Published:July 27, 2010, 12:00 AM
Updated: July 27, 2010, 7:12 AM
Michael Moore is on Larry King tonight as a guest (CNN, at 9). Well, why not? Let’s enter Moore’s name into the Larry King Succession Wars. You can almost picture it— Moore with his bulk, insolent ball cap and his seemingly permanent smirk barking at some caller from Alabama, “You’re on the air, Cracker. What fascist drivel do you want to contribute to the discussion?”
Now that Larry and his Red Suspenders are permanently retiring to some off-camera closet, the whole thing has turned into quite a party, I must say. Think of it as a tea party in reverse. While American TV journalism struggles for relevance (i. e., Nielsen numbers), Brits and fellow travelers seem to be coming here to drop anchor in our news, even in prime time. Sunday, for instance, is when Persian-born, English-bred Christiane Amanpour joins ABC’s “This Week,” which was, once upon a time, invented by ultra- American David Brinkley.
I never watched Larry King, but the maneuvering to be his replacement has been great fun to watch. The candidates are:
Piers Morgan, front runner: The frosty sourpuss Brit on the smash-hit “America’s Got Talent.” Think of him as a kind of David Frost-in-reverse — instead of a smiling British import ready to hug America to his cheerful, satiric bosom, here’s a card-carrying master of journalistic intrusion all set to try to goose CNN’s numbers. Back in Britain, Morgan was a showbiz columnist and a former editor of the infamous News of the World, and he is widely known as a TV interviewer with a gift for gussying up rude questions (to Don Draper, the fictional hero of “Mad Men,” which premiered a new season Sunday, he might ask, “What does it mean when ad men like to be slapped around by hookers?”).
We know him best, of course, as the guy who’s happy to buzz some performing incompetent and kill someone’s dream on behalf of the Higher Showbiz. I kind of like the idea of Morgan, actually.
Ryan Seacrest, the sidewinder: Don’t laugh. Simon Cowell’s favorite American whipping boy is Larry’s own candidate for the gig. And he has filled in on occasion. This is where the whole matter gets to be a lot of fun. Asking “American Idol” non-idol Seacrest to be the permanent replacement for King would be CNN’s blatant admission that it is dead in prime time without Celeb Journalism in the Raw. That’s what Seacrest provides over at E! and on his L. A. radio show. In Seacrest’s case, a fair amount of fawning is involved.
Complaints of trivialization would be deafening. The most interesting thing is this: Seacrest is nothing if not a quick study. Give him time to acclimate, and he might prove to be a sneakily good straight news interviewer because—are you ready—he’d have so much less at stake there than he might when the subject is Michael Lohan’s latest bid for attention. Just as Larry’s out-of-it flirtations with senility occasionally had him blustering into very good questions (asked with “Hey, I’m an old guy, what do I know?” insouciance), Seacrest, with his Chip and Dale showbiz sunniness, could get away with interrogating murder.

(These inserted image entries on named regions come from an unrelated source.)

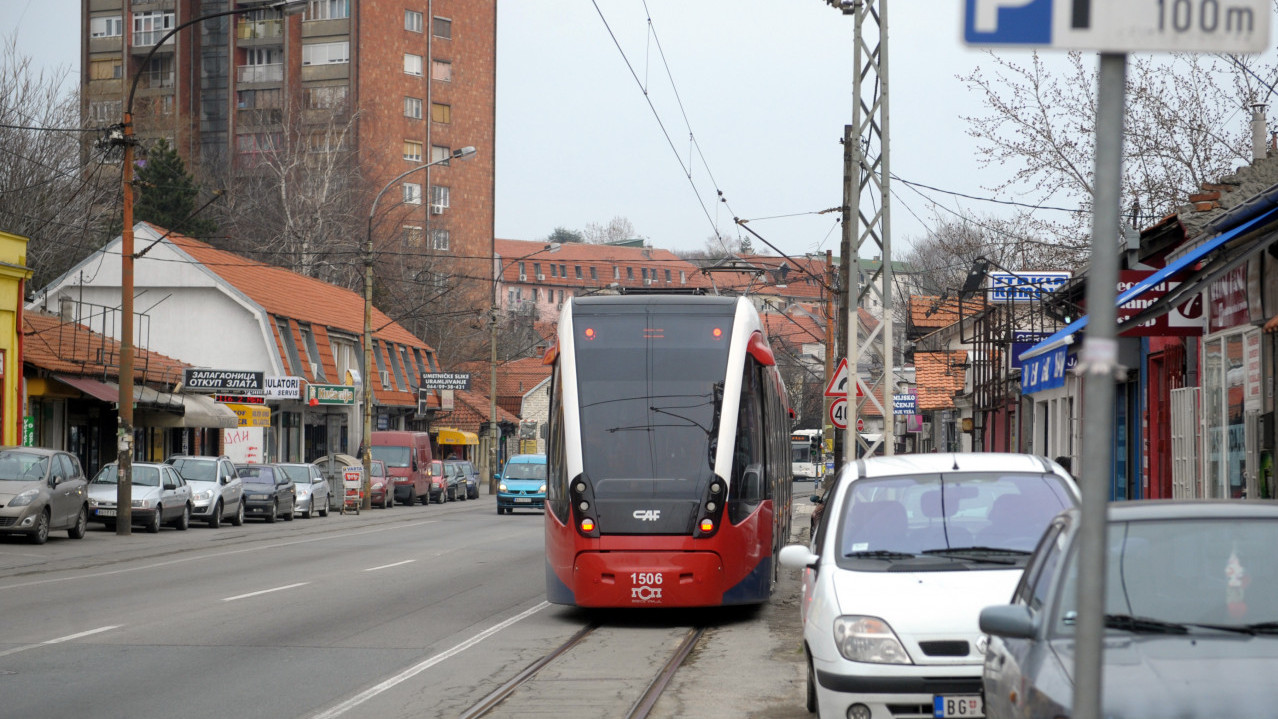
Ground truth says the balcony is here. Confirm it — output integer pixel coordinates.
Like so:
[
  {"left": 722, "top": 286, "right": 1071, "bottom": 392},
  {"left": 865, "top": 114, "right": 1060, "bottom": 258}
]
[{"left": 235, "top": 63, "right": 284, "bottom": 84}]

Katie Couric, the “Fat Chance” candidate: No one gets away with more interrogatory homicide than Couric. But, numbers be damned, she’s turned out to be a major asset to CBS. She doesn’t need the gig—not yet anyway. (Her contract is up next year.)
Joy Behar and Kathy Griffin, the “Say WHAT?” dish queens of last resort (to be used in the case of CNN executives deciding to do a full-goose-murder of their own news network): Think of them as the fire ax and hose on the wall, to be used only in the event of emergency.
But you have to admit, wouldn’t it be fun to hear the howls of pain then over the conflagration of the whole network?